Beech Tree on Gloomy Day

A lone Beech tree with yellow leaves in a forest on a gloomy early spring day.

It’s been a bit gloomy here in Virginia for the last few weeks. Not that unusual for late winter/early spring, but not all that great for the soul. Lack of sunlight can start to really wear you down after a while.

It’s especially frustrating when you have new camera gear to test! After several months of anticipation, by new Fujifilm GFX 50s camera arrived and I took it out with me on a short hike through a wooded park near my home. I was hoping to find some early Bradford Pear or other colorful budding trees, but the only color in this particular stretch of woods came from Beech trees which hold on to their leaves through the winter.

The aspect I like best about the Fuji camera (and this is really the reason I bought it in the first place) is that it can function in a way that almost forces me to slow down and be more contemplative in my approach to photography.
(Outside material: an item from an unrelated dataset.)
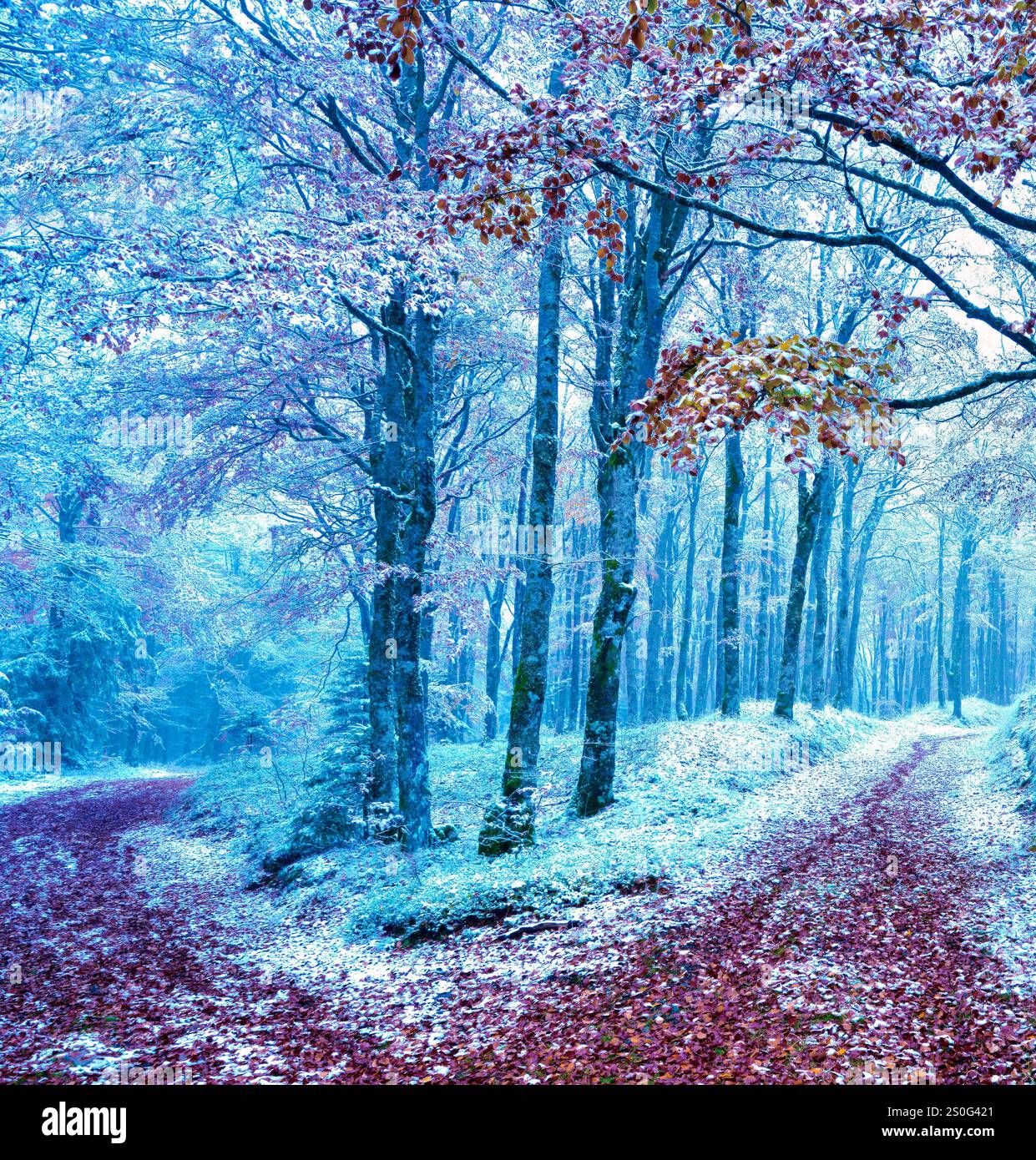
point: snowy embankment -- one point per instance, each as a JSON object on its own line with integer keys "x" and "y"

I found that by removing the optional digital view finder, the camera functions more like a 4×5 field camera when¬†using the pivoting LCD monitor on the back to compose and focus.

For this image, I hunted around to find a composition that would have a single Beech tree surrounded by otherwise leaf-less trees. I knew the pale-yellow leaves would add a nice contrast against the dark trees in the background and the overcast sky. Once the tree was identified, I walked around to find just the right viewpoint, balancing the placement of the Beech tree with the foreground and background tree trunks.

This scene, being very low in contrast, didn’t really give me any sense of the limitations of this new camera, so I’m still “kicking the tires” on it, so to speak. I have a trip to Arizona coming up soon, however, and I’m sure I’ll have more than enough chances to see how well this camera stacks up to my Nikons.

“Beech Tree on Gloomy Day” was taken with a Fujifilm GFX 50s medium-format digital camera and a Fuji 63mm f/2.8 lens. The exposure was 6/10ths of a second @ f/32, ISO 100.